There’s been lots of talk about the nukes in the Incirlik base in Turkey. One news site reported that they were being transferred to Deveselu base in Romania. So, what’s actually going on there and what’s the problem?

First of all, the nukes in question are the B61 nuclear bombs, the stupidest and the most outdated cold-war era weapons, whose usefulness today is basically zero. The only problem I see with those weapons is not even that they are going to fall into enemy hands. The problem that I see is that enough of a circus can be created around that base for one bomb to disappear, or, even worse, that the transfer of the weapons enables “someone” to cover up the fact that one bomb was already “misplaced”, in order to create “The sum of all fears” scenario, where the Americans, and here I mean the players behind the scene, might detonate the nuke in one of their own cities in order to declare the state of emergency, suspend the constitution, the civilian government and bring the country under military rule, while at the same time initiating a “retaliatory” nuclear strike at some enemy or another, throwing the world into a nuclear nightmare.

So, I’m not afraid of those bombs as such. They are militarily useless and probably should have been dismantled in the 1990s. The only reason why there are in Incirlik is to give Turkey a false sense of importance as a NATO ally. Nukes that are not mounted on rockets are basically a third or fourth line of defense, they are not seriously counted on, they are not feared and they are easily forgotten. However, once they are forgotten they are easy to “misplace”, and one such militarily irrelevant weapon can be a formidable terrorist or a false flag weapon.
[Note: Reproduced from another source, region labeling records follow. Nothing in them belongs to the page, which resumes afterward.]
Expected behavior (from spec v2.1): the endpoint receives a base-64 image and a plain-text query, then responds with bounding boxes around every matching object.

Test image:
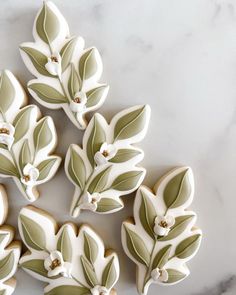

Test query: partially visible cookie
[122,167,202,295]
[20,1,109,129]
[0,185,21,295]
[19,206,120,295]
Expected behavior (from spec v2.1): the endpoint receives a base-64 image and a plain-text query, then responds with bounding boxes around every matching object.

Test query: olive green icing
[36,3,60,44]
[114,106,147,141]
[164,169,191,208]
[20,215,46,251]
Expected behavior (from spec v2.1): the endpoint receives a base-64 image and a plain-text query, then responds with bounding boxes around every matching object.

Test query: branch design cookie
[19,206,120,295]
[0,70,61,202]
[20,1,108,129]
[122,167,202,294]
[0,185,21,295]
[65,106,150,217]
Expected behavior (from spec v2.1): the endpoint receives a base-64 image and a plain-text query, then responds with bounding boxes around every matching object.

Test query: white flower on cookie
[0,122,15,150]
[154,215,175,237]
[94,142,117,166]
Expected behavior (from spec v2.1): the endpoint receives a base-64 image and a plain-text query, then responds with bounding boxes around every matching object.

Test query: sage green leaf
[33,117,53,152]
[88,166,111,194]
[175,234,201,259]
[0,251,15,280]
[125,226,150,266]
[165,268,186,284]
[111,171,144,191]
[36,2,60,44]
[80,255,98,287]
[97,198,123,213]
[163,169,192,208]
[114,106,147,141]
[45,285,91,295]
[37,157,60,181]
[102,257,117,289]
[20,215,46,251]
[19,139,32,171]
[21,259,48,278]
[13,106,35,143]
[152,245,172,269]
[68,64,81,98]
[79,48,98,81]
[158,215,194,241]
[20,46,53,77]
[139,191,157,239]
[0,154,19,177]
[68,147,86,190]
[28,83,68,104]
[86,116,106,167]
[109,149,141,163]
[86,85,108,108]
[60,38,77,72]
[57,226,73,262]
[84,232,98,264]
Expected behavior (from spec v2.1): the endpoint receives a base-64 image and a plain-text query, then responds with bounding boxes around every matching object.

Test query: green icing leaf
[13,106,35,143]
[0,154,19,177]
[87,116,106,167]
[175,234,201,259]
[97,198,123,213]
[68,147,86,190]
[79,48,98,81]
[165,268,186,284]
[86,85,108,108]
[163,169,192,208]
[84,232,98,264]
[28,83,68,104]
[125,227,150,266]
[102,257,117,289]
[57,226,72,262]
[109,149,141,163]
[20,47,53,77]
[139,191,157,239]
[88,166,111,194]
[80,255,98,287]
[45,285,91,295]
[33,117,53,152]
[36,2,60,44]
[158,215,194,241]
[114,106,147,141]
[60,38,77,72]
[152,245,172,269]
[20,215,46,251]
[0,71,15,113]
[111,171,144,191]
[0,251,15,280]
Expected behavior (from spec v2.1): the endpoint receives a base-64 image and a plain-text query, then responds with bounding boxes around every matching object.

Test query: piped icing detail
[122,167,202,295]
[18,206,120,295]
[0,70,61,202]
[65,105,150,217]
[20,1,109,129]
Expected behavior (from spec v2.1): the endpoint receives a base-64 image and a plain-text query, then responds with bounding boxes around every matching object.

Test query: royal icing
[18,206,120,295]
[65,106,150,217]
[122,167,202,295]
[20,1,109,129]
[0,70,61,202]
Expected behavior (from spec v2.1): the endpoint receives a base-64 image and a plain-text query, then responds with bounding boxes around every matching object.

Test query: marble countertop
[0,0,236,295]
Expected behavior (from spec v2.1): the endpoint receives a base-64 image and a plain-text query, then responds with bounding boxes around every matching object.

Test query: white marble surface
[0,0,236,295]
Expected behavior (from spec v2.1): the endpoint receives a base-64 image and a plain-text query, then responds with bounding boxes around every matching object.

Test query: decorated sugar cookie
[122,167,202,294]
[19,206,119,295]
[0,70,61,202]
[65,106,150,217]
[20,1,108,129]
[0,185,21,295]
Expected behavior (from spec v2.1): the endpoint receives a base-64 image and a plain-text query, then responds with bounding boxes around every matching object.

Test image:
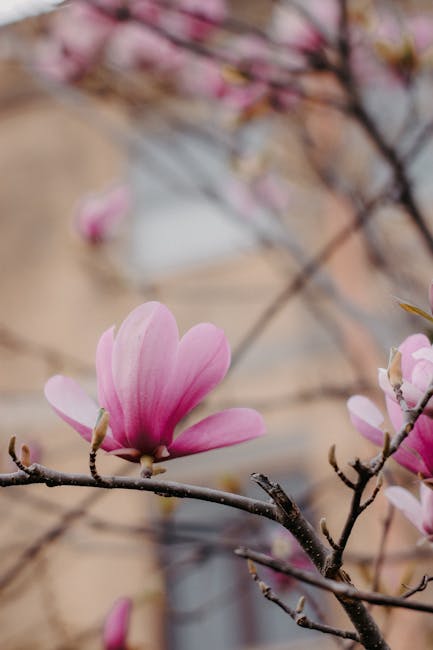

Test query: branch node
[8,436,33,476]
[320,517,339,551]
[328,445,355,490]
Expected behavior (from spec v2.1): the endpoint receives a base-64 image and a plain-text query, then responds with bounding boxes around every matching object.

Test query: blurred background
[0,0,433,650]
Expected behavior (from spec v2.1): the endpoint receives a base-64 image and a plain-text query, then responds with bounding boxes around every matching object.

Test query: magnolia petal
[378,368,423,406]
[96,327,129,446]
[168,408,265,458]
[386,397,430,476]
[347,395,384,445]
[113,302,179,454]
[398,334,430,379]
[165,323,230,444]
[104,598,132,650]
[44,375,99,441]
[44,375,118,451]
[412,345,433,363]
[419,483,433,535]
[385,486,422,535]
So, let’s analyze this further. Let’s say the Americans really do move those nukes from the Incirlik base. It is seriously unlikely for them to be transported to Deveselu. First of all, those things are airplane bombs. They need to be stored near a nuclear-certified airfield, in an underground bunker with certified personnel. As far as I know, and I can quite easily be wrong, Deveselu has no such infrastructure, and it would actually be more dangerous to transport the nukes there than to leave them where they are now. If I wanted to transport them somewhere, I would do it to some facility in Europe that already stores nuclear weapons of the similar kind, so that no additional infrastructural overhead is needed. Such facilities are Kleine Brogel air base in Belgium, Büchel or Ramstein bases in Germany, Aviano base in Italy, and Volkel air base in Netherlands.
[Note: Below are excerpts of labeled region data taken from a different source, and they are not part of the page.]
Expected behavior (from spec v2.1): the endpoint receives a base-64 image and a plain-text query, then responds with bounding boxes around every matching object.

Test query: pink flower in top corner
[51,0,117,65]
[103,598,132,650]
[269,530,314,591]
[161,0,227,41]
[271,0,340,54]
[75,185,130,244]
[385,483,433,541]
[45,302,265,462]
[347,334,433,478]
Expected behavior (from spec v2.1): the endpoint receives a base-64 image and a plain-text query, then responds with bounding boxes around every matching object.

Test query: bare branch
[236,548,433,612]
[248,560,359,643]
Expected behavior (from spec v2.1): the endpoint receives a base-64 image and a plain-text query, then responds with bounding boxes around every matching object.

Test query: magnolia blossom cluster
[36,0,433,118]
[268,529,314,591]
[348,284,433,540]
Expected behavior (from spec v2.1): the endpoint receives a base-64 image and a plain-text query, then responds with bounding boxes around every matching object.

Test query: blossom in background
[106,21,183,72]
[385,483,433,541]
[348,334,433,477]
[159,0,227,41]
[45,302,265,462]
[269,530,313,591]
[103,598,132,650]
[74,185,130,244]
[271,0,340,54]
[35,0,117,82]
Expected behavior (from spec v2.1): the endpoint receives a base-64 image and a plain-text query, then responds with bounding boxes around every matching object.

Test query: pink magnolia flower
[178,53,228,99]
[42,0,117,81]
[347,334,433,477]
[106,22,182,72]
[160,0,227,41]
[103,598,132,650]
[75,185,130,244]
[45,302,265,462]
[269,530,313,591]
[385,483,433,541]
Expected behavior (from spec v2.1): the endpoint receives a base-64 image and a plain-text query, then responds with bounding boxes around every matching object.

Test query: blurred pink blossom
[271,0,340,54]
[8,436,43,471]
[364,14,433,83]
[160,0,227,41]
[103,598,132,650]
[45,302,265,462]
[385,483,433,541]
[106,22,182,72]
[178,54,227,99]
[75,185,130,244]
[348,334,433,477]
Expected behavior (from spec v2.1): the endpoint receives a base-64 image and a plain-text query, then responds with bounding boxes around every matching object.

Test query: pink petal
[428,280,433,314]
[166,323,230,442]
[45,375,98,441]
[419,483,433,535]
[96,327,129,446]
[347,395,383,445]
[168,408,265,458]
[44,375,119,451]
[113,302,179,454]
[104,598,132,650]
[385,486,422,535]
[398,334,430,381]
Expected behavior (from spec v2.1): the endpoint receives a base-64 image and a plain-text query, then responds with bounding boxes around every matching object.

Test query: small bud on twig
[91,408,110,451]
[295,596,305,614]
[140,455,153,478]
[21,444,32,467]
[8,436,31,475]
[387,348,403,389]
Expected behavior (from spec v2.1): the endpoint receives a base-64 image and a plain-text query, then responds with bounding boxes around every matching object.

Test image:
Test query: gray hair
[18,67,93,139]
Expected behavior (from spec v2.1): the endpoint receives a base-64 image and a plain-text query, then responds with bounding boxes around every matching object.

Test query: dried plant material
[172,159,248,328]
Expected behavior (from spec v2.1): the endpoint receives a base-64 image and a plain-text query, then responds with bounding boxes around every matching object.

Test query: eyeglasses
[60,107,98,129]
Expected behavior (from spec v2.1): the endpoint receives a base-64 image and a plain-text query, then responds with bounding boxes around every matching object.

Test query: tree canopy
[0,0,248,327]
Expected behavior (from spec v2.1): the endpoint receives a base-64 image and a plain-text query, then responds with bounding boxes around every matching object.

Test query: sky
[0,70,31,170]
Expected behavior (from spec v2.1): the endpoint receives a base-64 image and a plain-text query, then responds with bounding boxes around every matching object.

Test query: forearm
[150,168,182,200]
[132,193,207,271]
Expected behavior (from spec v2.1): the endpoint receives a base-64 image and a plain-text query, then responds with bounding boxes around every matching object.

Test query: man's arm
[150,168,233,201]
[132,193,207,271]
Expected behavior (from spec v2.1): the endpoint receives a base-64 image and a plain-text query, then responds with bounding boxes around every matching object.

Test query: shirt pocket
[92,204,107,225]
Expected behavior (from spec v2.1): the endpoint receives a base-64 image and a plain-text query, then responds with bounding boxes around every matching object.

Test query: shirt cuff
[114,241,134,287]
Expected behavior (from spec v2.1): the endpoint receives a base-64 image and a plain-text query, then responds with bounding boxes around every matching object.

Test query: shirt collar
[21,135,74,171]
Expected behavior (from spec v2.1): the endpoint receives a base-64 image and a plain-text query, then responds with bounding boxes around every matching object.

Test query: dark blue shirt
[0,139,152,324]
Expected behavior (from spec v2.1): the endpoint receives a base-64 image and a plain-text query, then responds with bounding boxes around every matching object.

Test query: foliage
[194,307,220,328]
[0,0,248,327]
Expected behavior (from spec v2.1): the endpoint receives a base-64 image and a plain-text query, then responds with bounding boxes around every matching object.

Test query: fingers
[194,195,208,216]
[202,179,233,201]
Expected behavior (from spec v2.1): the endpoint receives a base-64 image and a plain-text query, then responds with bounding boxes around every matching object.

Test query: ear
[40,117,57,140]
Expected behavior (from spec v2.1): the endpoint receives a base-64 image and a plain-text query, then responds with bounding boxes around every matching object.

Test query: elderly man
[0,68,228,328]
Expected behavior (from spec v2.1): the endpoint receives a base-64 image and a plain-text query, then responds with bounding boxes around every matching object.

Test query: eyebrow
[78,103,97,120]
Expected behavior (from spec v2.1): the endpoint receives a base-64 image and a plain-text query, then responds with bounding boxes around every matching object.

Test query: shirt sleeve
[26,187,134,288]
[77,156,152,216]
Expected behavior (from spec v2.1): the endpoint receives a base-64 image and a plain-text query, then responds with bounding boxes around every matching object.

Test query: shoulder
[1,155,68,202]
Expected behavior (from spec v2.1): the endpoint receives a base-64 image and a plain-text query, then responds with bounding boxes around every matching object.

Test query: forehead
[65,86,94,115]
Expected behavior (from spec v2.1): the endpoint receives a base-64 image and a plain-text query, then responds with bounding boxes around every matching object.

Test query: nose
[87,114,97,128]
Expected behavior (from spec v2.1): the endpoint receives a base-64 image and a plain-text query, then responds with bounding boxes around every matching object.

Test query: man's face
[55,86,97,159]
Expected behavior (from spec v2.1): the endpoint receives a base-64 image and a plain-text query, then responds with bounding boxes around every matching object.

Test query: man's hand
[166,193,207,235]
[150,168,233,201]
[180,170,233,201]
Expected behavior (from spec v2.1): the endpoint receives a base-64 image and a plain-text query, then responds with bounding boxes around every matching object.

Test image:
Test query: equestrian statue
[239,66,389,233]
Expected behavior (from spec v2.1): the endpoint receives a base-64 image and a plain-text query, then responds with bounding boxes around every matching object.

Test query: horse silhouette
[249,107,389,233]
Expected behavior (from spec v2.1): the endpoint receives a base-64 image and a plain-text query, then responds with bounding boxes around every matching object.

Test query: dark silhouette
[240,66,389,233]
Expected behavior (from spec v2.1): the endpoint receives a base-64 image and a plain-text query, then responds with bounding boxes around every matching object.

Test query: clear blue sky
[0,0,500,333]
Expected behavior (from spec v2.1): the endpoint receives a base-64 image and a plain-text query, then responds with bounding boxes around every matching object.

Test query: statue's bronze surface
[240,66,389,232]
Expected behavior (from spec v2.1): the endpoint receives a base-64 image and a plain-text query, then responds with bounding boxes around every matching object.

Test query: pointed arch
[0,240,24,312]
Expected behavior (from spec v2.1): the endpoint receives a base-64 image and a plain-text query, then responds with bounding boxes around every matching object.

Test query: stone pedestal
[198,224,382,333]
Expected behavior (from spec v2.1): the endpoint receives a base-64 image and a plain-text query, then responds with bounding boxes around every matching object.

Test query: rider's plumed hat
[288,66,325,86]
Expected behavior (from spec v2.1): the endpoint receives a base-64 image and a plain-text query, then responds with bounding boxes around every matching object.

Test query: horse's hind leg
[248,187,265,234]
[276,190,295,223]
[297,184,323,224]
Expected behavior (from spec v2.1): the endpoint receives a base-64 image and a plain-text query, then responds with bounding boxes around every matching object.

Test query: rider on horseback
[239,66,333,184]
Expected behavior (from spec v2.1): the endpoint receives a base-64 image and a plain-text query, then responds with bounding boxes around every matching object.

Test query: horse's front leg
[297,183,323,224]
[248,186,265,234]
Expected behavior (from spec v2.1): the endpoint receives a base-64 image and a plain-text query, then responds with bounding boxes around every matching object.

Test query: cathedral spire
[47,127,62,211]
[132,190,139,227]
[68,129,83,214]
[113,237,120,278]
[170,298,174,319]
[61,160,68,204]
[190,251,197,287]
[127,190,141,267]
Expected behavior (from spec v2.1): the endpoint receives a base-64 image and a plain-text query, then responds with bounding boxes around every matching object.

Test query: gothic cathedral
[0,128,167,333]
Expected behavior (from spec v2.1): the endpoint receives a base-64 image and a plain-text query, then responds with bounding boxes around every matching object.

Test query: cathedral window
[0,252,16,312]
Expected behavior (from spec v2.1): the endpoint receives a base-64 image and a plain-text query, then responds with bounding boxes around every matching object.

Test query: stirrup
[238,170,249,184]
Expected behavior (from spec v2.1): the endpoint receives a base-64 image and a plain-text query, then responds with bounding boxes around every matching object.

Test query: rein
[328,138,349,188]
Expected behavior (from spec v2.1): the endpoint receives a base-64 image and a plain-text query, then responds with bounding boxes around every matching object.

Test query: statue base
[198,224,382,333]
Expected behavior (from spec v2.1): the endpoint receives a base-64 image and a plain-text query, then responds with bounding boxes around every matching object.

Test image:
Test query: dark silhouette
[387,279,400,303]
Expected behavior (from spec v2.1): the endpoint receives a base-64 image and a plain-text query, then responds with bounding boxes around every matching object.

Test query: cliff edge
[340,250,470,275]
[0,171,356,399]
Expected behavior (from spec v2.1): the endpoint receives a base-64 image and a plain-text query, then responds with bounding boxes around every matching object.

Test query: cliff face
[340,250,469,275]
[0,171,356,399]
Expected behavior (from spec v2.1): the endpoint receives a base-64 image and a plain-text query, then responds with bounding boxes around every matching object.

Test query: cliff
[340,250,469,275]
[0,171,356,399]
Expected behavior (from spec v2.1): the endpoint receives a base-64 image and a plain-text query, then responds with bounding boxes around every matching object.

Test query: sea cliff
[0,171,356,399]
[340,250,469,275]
Now, if there is something I don’t know, such as the possible fact that Americans have nuclear-tipped Tomahawk cruise missiles stored in Incirlik base, and if they moved those to Deveselu in Romania, and installed them alongside the AEGIS systems, the Russians might be very, very pissed off at that fact, to the point of reducing Deveselu to the status of a glass parking lot. I cannot exclude that, but it’s a long shot and it’s not the thing that worries me. What I’m worried about is that the chaotic situations like the one in Incirlik are the ideal opportunities for something to get unintentionally or intentionally misplaced or lost, with the aforementioned consequences. And if something was already “misplaced”, this would be an ideal opportunity for this to be covered up.